She put the blue daisies in a yellow vase and arranged them.
The professor looked from a window down at the street, at the boys in their grubby clothes, swinging on the gate, and the SUVs crawling in a slow line, shiny black carapaces.
“I do like Ranjan very much,” the professor said, still watching the procession. “Very much! But I just don’t have the patience for all those songs about forests and rivers.”

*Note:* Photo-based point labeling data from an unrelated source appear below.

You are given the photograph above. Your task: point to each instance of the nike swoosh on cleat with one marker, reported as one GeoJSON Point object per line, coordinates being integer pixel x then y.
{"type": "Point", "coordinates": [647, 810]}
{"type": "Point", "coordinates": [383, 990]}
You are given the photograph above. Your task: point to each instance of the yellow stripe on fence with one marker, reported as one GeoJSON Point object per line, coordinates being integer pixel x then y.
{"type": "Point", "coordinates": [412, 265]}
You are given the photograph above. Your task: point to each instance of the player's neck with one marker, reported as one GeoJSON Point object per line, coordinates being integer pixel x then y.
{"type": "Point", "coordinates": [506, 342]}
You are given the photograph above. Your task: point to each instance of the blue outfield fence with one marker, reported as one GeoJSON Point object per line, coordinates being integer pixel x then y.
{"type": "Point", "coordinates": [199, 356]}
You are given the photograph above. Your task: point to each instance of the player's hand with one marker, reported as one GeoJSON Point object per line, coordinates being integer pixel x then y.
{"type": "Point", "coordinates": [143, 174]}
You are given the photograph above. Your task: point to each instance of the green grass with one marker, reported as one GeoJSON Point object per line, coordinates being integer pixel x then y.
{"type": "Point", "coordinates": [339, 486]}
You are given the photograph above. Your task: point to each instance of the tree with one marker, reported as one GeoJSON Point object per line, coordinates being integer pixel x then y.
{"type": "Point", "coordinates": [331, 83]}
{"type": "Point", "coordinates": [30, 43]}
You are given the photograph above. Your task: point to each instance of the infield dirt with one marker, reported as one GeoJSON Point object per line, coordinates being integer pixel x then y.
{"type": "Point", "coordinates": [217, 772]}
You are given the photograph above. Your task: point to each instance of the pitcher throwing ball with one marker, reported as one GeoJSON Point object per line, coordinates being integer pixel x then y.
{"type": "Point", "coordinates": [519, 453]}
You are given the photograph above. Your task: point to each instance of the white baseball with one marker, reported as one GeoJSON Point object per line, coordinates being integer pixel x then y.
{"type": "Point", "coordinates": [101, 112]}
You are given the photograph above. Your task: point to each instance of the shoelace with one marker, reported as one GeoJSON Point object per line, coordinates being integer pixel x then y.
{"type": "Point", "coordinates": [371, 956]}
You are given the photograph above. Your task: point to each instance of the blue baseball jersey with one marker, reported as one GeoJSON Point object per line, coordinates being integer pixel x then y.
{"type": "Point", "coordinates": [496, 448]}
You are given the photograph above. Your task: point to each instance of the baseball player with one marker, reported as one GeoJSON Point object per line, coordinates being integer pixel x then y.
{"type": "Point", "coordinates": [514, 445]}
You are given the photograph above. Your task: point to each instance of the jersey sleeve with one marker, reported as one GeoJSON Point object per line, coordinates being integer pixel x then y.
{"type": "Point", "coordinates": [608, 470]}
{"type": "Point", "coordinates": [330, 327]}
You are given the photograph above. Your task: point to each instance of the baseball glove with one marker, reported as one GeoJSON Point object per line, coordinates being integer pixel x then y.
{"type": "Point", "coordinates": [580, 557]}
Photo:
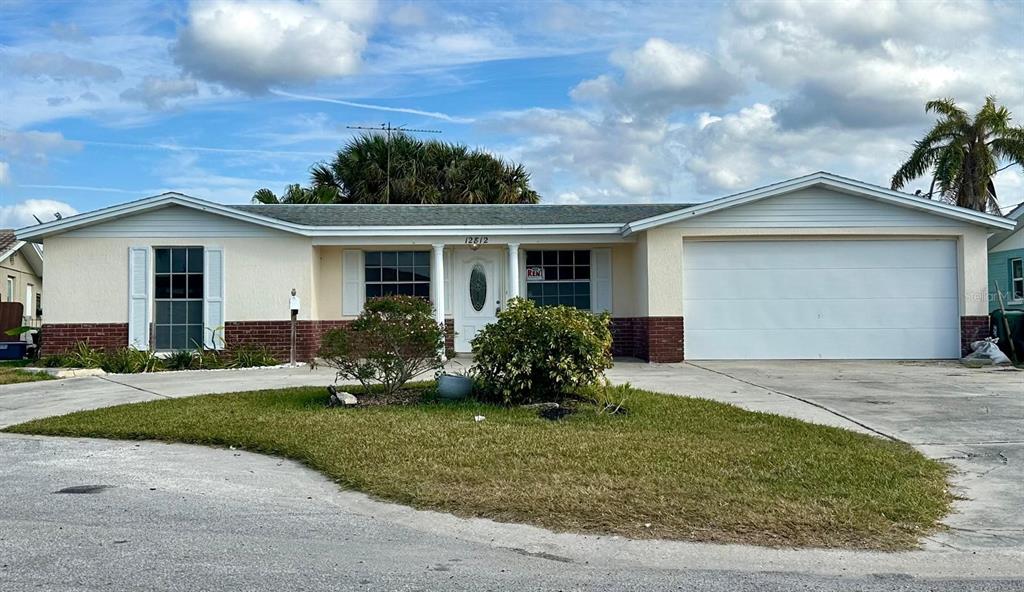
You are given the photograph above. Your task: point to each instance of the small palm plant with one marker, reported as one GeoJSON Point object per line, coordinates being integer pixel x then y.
{"type": "Point", "coordinates": [964, 154]}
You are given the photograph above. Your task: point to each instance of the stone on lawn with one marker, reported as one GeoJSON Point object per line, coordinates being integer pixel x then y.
{"type": "Point", "coordinates": [340, 398]}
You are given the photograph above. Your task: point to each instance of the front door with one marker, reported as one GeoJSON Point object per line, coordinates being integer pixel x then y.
{"type": "Point", "coordinates": [477, 294]}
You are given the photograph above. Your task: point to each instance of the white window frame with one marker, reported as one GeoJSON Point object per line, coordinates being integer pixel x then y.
{"type": "Point", "coordinates": [590, 267]}
{"type": "Point", "coordinates": [1016, 282]}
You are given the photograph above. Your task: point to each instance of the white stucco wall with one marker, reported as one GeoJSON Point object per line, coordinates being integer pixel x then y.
{"type": "Point", "coordinates": [88, 277]}
{"type": "Point", "coordinates": [1014, 241]}
{"type": "Point", "coordinates": [666, 249]}
{"type": "Point", "coordinates": [16, 266]}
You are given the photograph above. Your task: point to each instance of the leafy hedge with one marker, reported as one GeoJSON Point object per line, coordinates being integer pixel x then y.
{"type": "Point", "coordinates": [394, 339]}
{"type": "Point", "coordinates": [541, 352]}
{"type": "Point", "coordinates": [129, 361]}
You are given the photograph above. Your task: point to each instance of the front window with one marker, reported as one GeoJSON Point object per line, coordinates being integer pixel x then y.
{"type": "Point", "coordinates": [397, 272]}
{"type": "Point", "coordinates": [1017, 279]}
{"type": "Point", "coordinates": [555, 278]}
{"type": "Point", "coordinates": [178, 298]}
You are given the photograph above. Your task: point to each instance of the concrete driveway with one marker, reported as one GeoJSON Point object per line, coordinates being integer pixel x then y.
{"type": "Point", "coordinates": [971, 418]}
{"type": "Point", "coordinates": [173, 516]}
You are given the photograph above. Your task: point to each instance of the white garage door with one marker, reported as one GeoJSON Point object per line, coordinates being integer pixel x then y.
{"type": "Point", "coordinates": [820, 299]}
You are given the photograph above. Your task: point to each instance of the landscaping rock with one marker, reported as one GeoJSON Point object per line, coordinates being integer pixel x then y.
{"type": "Point", "coordinates": [340, 398]}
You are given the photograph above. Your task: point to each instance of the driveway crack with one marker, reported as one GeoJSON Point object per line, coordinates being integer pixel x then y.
{"type": "Point", "coordinates": [801, 399]}
{"type": "Point", "coordinates": [139, 388]}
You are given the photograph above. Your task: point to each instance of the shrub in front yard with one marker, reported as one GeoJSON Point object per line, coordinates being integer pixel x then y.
{"type": "Point", "coordinates": [541, 352]}
{"type": "Point", "coordinates": [129, 361]}
{"type": "Point", "coordinates": [394, 339]}
{"type": "Point", "coordinates": [247, 356]}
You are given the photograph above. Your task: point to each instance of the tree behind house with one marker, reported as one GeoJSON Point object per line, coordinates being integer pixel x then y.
{"type": "Point", "coordinates": [964, 154]}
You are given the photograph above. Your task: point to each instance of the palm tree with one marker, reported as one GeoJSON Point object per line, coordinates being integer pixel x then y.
{"type": "Point", "coordinates": [296, 194]}
{"type": "Point", "coordinates": [376, 169]}
{"type": "Point", "coordinates": [964, 154]}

Labonie began to sing. “Aj jyotsna raate …” She had a lovely voice, and her whole face lifted delicately to emulate the flight of the notes, her fingers also lifted as though she were pulling invisible thread. “Shobhai geche bone …”
The professor knew this song. Someone had translated it for him years ago, and he remembered it had something to do with everyone going out to the river at night. It was a beautiful melody. He imagined Labonie’s parents making their way along the gray banks, wrapped in their handspun shawls, a light mist and the sun dropping rapidly—that magnificent orange sun which spoke to everyone still in Bengal, announcing the end of the day, the end of toil, the culmination of struggle. Labonie stopped singing. She was looking at him with amusement.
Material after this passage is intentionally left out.